Es cierto, el Señor está en los cielos, pero ésa no es toda la verdad. Él dijo: «Voy y vuelvo». ¡Él está aquí, hermanos, aquí ahora mismo con nosotros! ¿Nos basta su presencia? Les confieso que muchas veces siento aflicción en mi espíritu cuando en una reunión oigo a algún hermano decir: «El Señor quiere hacer grandes cosas contigo», o «hará grandes cosas con nosotros». ¿Cuándo? ¿Algún día futuro? ¿De qué hablamos? ¿De viajes? ¿De milagros? ¿De multitudes?

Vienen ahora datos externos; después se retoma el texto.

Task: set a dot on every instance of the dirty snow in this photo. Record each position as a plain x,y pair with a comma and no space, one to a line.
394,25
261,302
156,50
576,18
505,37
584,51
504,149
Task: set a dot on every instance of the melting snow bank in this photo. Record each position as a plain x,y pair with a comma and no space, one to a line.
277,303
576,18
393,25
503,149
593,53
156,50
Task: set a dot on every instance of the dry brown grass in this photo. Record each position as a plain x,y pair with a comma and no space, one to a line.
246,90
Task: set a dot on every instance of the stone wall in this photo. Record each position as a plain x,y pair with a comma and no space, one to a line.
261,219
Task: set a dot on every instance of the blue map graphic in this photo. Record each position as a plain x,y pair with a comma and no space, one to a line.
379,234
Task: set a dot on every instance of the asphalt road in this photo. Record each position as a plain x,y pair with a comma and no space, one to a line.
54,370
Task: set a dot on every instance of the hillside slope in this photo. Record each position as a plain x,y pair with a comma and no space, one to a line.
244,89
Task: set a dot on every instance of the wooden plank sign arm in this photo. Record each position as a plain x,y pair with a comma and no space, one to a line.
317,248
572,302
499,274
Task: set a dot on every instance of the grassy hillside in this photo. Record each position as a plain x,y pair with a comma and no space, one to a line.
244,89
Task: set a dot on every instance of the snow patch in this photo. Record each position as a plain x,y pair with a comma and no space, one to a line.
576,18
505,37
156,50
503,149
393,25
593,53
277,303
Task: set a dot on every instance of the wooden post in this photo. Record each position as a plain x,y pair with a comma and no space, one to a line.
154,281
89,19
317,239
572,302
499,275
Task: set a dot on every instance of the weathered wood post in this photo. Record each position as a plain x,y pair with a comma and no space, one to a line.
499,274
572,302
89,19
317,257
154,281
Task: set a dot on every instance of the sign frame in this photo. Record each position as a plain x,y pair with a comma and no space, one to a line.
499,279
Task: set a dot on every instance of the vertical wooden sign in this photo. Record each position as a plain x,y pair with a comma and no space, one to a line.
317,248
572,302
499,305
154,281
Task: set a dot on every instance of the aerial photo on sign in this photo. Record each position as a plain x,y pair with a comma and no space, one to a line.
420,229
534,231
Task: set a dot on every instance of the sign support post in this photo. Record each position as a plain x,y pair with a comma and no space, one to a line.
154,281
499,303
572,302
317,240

Pero, amados hermanos, una vez más estamos ignorando a Cristo; le rebajamos, poniendo las experiencias, las «grandes cosas» por encima del Señor mismo. Pero, ¡el más grande ya está aquí en nosotros y con nosotros! Cristo, sólo Cristo, él es infinitamente más grande que todas las «cosas» por las que muchos cristianos se afanan hoy. ¡Que el Señor nos perdone! Queremos cosas y más cosas, mejor aún si son espectaculares, y el Señor dice: «Se han olvidado de mí». ¡Nadie hay más grande que el Señor!
Si él está presente, un universo puede ser creado y todo un infierno condenado. Cristo está aquí, el mayor de todos está aquí. Bendigamos su santo nombre.
Hermano, si tienes a Cristo, si le has ganado a él (Filipenses 3:8), lo tendrás todo: unción, poder y todas las añadiduras. Una advertencia, amado hermano: tú vas a ser desmoronado, tu carne será tratada, la cruz va a operar no dejando nada de ti mismo. Toda apariencia de piedad, toda bondad natural (no solo lo que consideras malo); lo que no es de Cristo, irá siendo aplastado. Pero no importa, vivamos la cruz, suframos los tratos hasta la muerte del «yo»; lo que ganaremos será tan grande, tan valioso: será Cristo mismo.
Nuestra unidad
Hermanos, la unidad de los suyos es el íntimo deseo de nuestro Señor. Pero ¿cómo se logra la unidad? Ciertamente no será por ponernos de acuerdo en doctrinas, enfoques o prácticas. No se dará porque leamos a los mismos escritores cristianos. La unidad sólo será posible con nuestra vivencia de estas palabras de nuestro Señor: «Yo en ellos, para que sean perfectos en unidad», porque el vínculo entre nosotros no es la simpatía humana – yo podría ser para ti la persona mas antipática y desagradable. Mas, por sobre todas las consideraciones humanas, existe un vínculo entre tú y yo superior a todo aquello, que es CRISTO EN NOSOTROS. No sólo las enseñanzas de Cristo, sino su persona.
Hermano, usted se convirtió a una persona. Usted no sigue al cristianismo, usted sigue a Cristo. Usted se ha comprometido con una persona, como quien contrae matrimonio. Su esposa o esposo es alguien que vive con usted continuamente. El Señor dijo: «El Padre mora en mí». El Señor Jesús es una persona y vive en nosotros. Tenemos tratos con él. Todo el mundo nos puede defraudar, faltar o fallar, pero jamás esta fiel y santa persona. ¡Oh, hermanos, no deberíamos saber otra cosa sino a Cristo!